La decisión, como otras anteriores sobre otras de sus compañías, hace caer brutalmente la valoración de esas empresas y lleva a fondos de inversión y a inversores de todo el mundo a perder irremisiblemente importantes cantidades de dinero, y a hacerlo además en un entorno en el que no existe ninguna protección jurídica posible.

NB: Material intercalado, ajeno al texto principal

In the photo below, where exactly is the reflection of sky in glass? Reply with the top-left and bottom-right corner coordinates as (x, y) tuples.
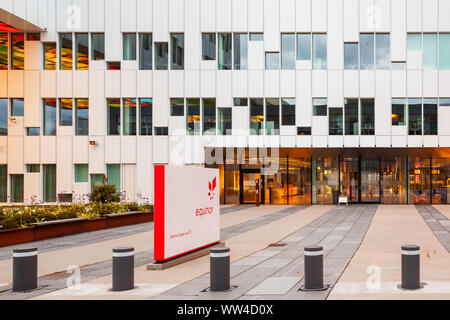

¿Qué ha provocado la reacción del gobierno chino con respecto a su sector educativo? El ministro de Educación, en la comunicación del nuevo marco normativo, se ha limitado a decir vagamente que «en los últimos años ha habido grandes inversiones de una gran cantidad de capital en la formación educativa (…) la publicidad está por todas partes, bombardeando a toda la sociedad (…) Ha destruido el entorno normal para la educación». Alegaciones que pueden ser perfectamente ciertas o incluso preocupantes según cómo se interpreten, pero que nadie esperaba fuesen utilizadas para justificar unas medidas como las anunciadas

Todos aquellos que en algún momento interpretaron el crecimiento de China y su descomunal mercado interno como una oportunidad de inversión interesante están saliendo profundamente escaldados ante la evidente vocación del gobierno de Beijing por ser completamente impredecible. La decisión del gobierno chino de prohibir a las compañías educativas utilizar estructuras como las entidades de interés variable o los American Depositary Receipts para obtener fondos de inversores o de mercados extranjeros suena, tras la reciente debacle de DiDi, a todo un presagio brutal: en los mercados bursátiles norteamericanos hay más de 250 compañías chinas, con una valoración total cercana a los 2.1 billones de dólares.

Cuando no es un cambio legislativo, es un viraje en sus intereses o una brusca toma de control de cualquier cosa que estuviese aparentemente fuera de su control: Beijing espera de todas las compañías que operan en el país una sumisión total y absoluta, en lo que equivale a una evidente inseguridad jurídica para los inversores. Basta una vaga explicación para que algo que había funcionado tradicionalmente de una manera pase a hacerlo de otra. La inversión en compañías chinas se ha convertido, como bien dice el ex-CEO de Cisco, John Chambers, en algo completamente impredecible, y cada vez más desaconsejable, porque no es una cuestión de control de riesgo, sino de imposibilidad absoluta de estimar cuál será el próximo movimiento de una administración omnipotente.

Lo único que las compañías afectadas pueden hacer es, al recibir una sanción o un cambio legislativo, es publicar una nota de prensa afirmando su lealtad absoluta al Partido, y manifestarse dispuestas a cumplir con sus deberes con la sociedad. No hay otra posibilidad: simplemente, no se puede luchar, contestar ni argumentar ninguna decisión del Partido. China juega con sus propias reglas, y las pone o las quita cuando le viene en gana, sin ningún tipo de miramientos. Si decides invertir en China, que sea a tu propio riesgo.